I.       MOTION FOR RECONSIDERATION

Code Civ. Proc. § 1008 is the exclusive means for seeking reconsideration of an order or renewing a motion.  (Kerns v. CSE Ins. Group (2003) 106 Cal.App.4th 368, 384.)  The application to reconsider the matter and modify, amend, or revoke the prior order must be made within 10 days after service upon the party of written notice of entry of the order to the same judge or court that made the order.  (Code Civ. Proc. § 1008(a).) A motion for reconsideration may only be brought if the party moving for reconsideration can offer “new or different facts, circumstances, or law” which it could not, with reasonable diligence, have discovered and produced at the time of the prior motion.  (Id.) There is a strict requirement of diligence - i.e., the moving party must present a satisfactory explanation for failing to provide the evidence or different facts earlier.  (Garcia v. Hejmadi (1997) 58 Cal.App.4th 674, 690.) “The burden under section 1008 is comparable to that of a party seeking a new trial on the ground of newly discovered evidence: the information must be such that the moving party could not, with reasonable diligence, have discovered or produced it at the trial.” (New York Times Co. v. Superior Court (2005) 135 Cal.App.4th 206, 212–13.)

Defendants Skyhigh Valencia, LLC, Robert Rafia, Mahmoud Malakafazali, and Ron Tucker (Defendants) move for reconsideration of this court’s order of March 8, 2023, ruling that no offset for consequential damages were available under Civil Code § 1951.2, subd. (a)(1). Defendants argue for reconsideration on the grounds that on March 14, 2023, Defendants discovered a stipulated judgment entered in an unlawful detainer case brought by Plaintiff against Jurassic Jump, LLC and Atousa Afshari, cross-defendants in this action and the assignees of Defendants’ interest in the lease at issue in this action. Defendants argue that Plaintiff in that stipulated judgment took positions as to the amount of damages and the date of the lease’s termination at odds with its position in the present action, and which it ought to be estopped from denying here. (Motion at pp. 7–8.) Defendants also argue that this court lacked the power to move for summary adjudication sua sponte, and that this court’s March 8 ruling was upon such a motion. (Motion at pp. 9–10.)
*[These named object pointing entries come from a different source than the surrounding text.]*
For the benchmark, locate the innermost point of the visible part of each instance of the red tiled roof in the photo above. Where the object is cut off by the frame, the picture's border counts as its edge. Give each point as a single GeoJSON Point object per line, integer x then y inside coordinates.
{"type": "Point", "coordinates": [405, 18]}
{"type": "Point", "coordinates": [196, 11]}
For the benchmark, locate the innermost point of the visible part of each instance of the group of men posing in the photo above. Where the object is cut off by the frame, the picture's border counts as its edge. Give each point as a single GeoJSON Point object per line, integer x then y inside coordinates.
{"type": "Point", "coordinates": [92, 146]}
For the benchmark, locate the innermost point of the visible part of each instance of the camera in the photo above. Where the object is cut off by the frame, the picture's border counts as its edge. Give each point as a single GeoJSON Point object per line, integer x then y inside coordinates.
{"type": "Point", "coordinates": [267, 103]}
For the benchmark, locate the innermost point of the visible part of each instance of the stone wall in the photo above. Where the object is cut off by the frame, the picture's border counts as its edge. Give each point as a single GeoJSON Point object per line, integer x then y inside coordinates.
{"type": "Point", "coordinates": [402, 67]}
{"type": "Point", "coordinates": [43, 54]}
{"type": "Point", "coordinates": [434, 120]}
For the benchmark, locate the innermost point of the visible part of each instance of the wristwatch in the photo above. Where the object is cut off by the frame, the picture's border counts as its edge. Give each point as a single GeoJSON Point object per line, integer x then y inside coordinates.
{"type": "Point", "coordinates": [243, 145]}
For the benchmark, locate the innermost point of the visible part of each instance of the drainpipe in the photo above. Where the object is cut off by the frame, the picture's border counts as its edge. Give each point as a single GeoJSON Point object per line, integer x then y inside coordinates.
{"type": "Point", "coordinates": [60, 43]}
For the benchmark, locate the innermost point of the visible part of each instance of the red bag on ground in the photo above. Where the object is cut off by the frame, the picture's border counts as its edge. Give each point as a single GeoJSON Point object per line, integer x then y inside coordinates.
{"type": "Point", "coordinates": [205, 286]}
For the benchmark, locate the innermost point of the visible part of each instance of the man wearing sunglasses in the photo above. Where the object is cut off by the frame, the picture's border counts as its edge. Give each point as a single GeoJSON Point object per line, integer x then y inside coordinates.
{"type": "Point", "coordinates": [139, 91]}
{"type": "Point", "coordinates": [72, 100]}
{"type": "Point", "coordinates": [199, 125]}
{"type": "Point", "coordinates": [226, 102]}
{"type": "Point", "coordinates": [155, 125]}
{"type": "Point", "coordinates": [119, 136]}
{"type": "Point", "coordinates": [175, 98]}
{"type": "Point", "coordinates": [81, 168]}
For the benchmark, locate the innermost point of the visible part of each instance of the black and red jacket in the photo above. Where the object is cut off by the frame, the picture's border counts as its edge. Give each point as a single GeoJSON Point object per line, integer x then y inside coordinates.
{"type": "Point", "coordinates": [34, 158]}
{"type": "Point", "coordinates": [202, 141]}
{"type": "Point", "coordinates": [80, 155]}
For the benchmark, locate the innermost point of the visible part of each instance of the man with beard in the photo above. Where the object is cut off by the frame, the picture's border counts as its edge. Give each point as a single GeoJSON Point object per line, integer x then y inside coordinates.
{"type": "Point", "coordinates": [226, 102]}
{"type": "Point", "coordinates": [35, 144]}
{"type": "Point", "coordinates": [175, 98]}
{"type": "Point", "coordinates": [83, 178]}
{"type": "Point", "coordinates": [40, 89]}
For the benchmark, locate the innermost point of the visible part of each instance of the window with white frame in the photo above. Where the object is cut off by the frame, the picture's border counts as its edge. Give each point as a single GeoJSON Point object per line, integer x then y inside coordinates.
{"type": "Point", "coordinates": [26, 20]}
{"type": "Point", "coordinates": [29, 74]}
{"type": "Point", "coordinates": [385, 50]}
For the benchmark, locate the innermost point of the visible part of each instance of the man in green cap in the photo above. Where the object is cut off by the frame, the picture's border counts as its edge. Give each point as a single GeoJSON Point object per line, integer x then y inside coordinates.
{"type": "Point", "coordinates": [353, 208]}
Plaintiff in opposition argues that the motion for reconsideration is untimely, as it was served more than ten days after service of notice of the order. (Opposition at p. 2.) Plaintiff also argues that judicial estoppel is not applicable as what Defendants describe as a judgment was in reality a stipulation that specifically was not a judgment. (Opposition at pp. 2–8.)

 The present motion is not untimely, as the motion was served within 15 calendar days from the date of service — 10 days under Code of Civil Procedure § 1008, and five additional days for service by mail under Code of Civil Procedure § 1013.

However, Defendants’ motion falters on substantive grounds. The doctrine of judicial estoppel requires that the party to be estopped have taken two “totally inconsistent” positions in separate judicial proceedings. (Owens v. County of Los Angeles (2013) 220 Cal.App.4th 107, 121.) Here, Defendants identify as the two inconsistent positions taken by Plaintiff as being the date of the termination of the lease, and the amount of past rent damages — Plaintiff now claims the lease was terminated on June 30, 2022, and that the past rent damages are in excess of $600,000, when in the stipulation it claimed that the past rent damages were $125,906.16 and that the lease was terminated on September 29, 2021, the date of the stipulation. (Opposition at pp. 7–8.) But assuming that the “tribunal adopted” the positions evinced in the prior stipulation — the stipulation stated that it would only be entered as a judgment upon a default of the obligations stated therein (Opposition Exh. C) and no such judgment was ever entered  — neither of these inconsistent positions formed a basis for this court’s March 8, 2023 order. That order made no findings as to the amount of past rent due or the date of the lease’s termination, but only determined that an offset founded on mitigation of consequential damages was unavailable when the only damages sought were those named in Civil Code § 1951.2, subd. (a)(1). This court did not evaluate evidence to settle the existence of triable issues of fact as to the date of lease termination or the amount of damages, and the existence of the prior judgment has no bearing on the determination made in the March 8 order with regard to the applicability of Civil Code § 1951.2.

For the same reason, this court did not exceed its authority in making the order, as the order was not a procedurally defective, sua sponte motion for summary adjudication. Defendants rely on the authority that stands only for the proposition that a court is not “permitted to act sua sponte” in determining “there is no triable issue as to any material fact.” (Scheiding v. Dinwiddie Const. Co. (1999) 69 Cal.App.4th 64, 75.) But this court’s order of March 8 was not a ruling upon a motion for summary judgment, sua sponte or otherwise, involving determinations as to the existence of triable issues of fact, but addressed a pure issue of law: the availability of an offset for damages under Civil Code § 1951.2, subd. (a)(1).

Accordingly, the motion for reconsideration is DENIED.